Многочисленные туристы, держа фотоаппараты наготове, невольно приглушали голоса и изучали надписи, перечисляющие разных членов семьи Медичи. Кристофоро указал на последнюю колонну в правом ряду:
– Там покоится последняя из рода Медичи, Анна Мария Людовика. Тут указана дата ее смерти – 1743 год. На ней род Медичи оборвался.
Они стояли молча, вбирая в себя эту тишину и прохладу с затхлым запахом умерших столетий.
– Идемте дальше, в ризницу, – сказал Кристофоро и загадочно добавил: – Там вам понравится.
Они пересекли сумрачную крипту и по короткому коридору дошли до просторного помещения, которое своим великолепием превосходило все, что Джону приходилось видеть в своей жизни. Вокруг высились колонны и подиумы из белого и пастельного мрамора, обрамляя ниши из темного мрамора. Джон поднял голову к куполу, который возвышался над залом, словно небосвод, и забыл дышать. И все это великолепие было лишь фоном для ряда мраморных статуй, которые казались настолько живыми, что в любой момент могли двинуться с места.
– Боже мой, – пролепетал Джон. Он и не знал, что на свете есть что-то подобное.
– Чудесно, правда?
Джон лишь кивнул. Ему показалось дерзостью то, что совсем недавно он отваживался считать себя художником.
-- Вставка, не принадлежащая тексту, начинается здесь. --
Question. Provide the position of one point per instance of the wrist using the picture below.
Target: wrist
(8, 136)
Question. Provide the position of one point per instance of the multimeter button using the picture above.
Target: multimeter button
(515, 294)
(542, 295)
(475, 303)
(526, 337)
– Кто все это сделал? – спросил он через некоторое время.
– Микеланджело, – ответил Кристофоро Вакки. – Это было его первое творение.
– Микеланджело… – Это имя разбудило в нем воспоминания о чем-то далеком, но он не смог бы сказать о чем.
Патрон указал на скульптуру, перед которой остановился Джон. Она изображала мужчину в позе глубокого раздумья.
– Эту фигуру называют Пенсиерозо, – сказал он. – Мыслитель. Она изображает Лоренцо Младшего, внука Лоренцо Великолепного. Его гробница так и осталась незаконченной. – Он указал на нишу у входа. – Лоренцо умер в 1492 году, а его сын Пьер бежал, когда два года спустя в Италию вступила французская армия Карла Восьмого и захватила в том числе и Флоренцию. О Джакомо Фонтанелли мы знаем только, что он со своей матерью уехал из Флоренции, и, наверное, они нашли себе убежище в том же монастыре, где и раньше.
Джон смотрел на скульптуру, и ему показалось, что она дышит. Он заморгал, чтобы прогнать наваждение. Ему было трудно сосредоточиться на пояснениях патрона.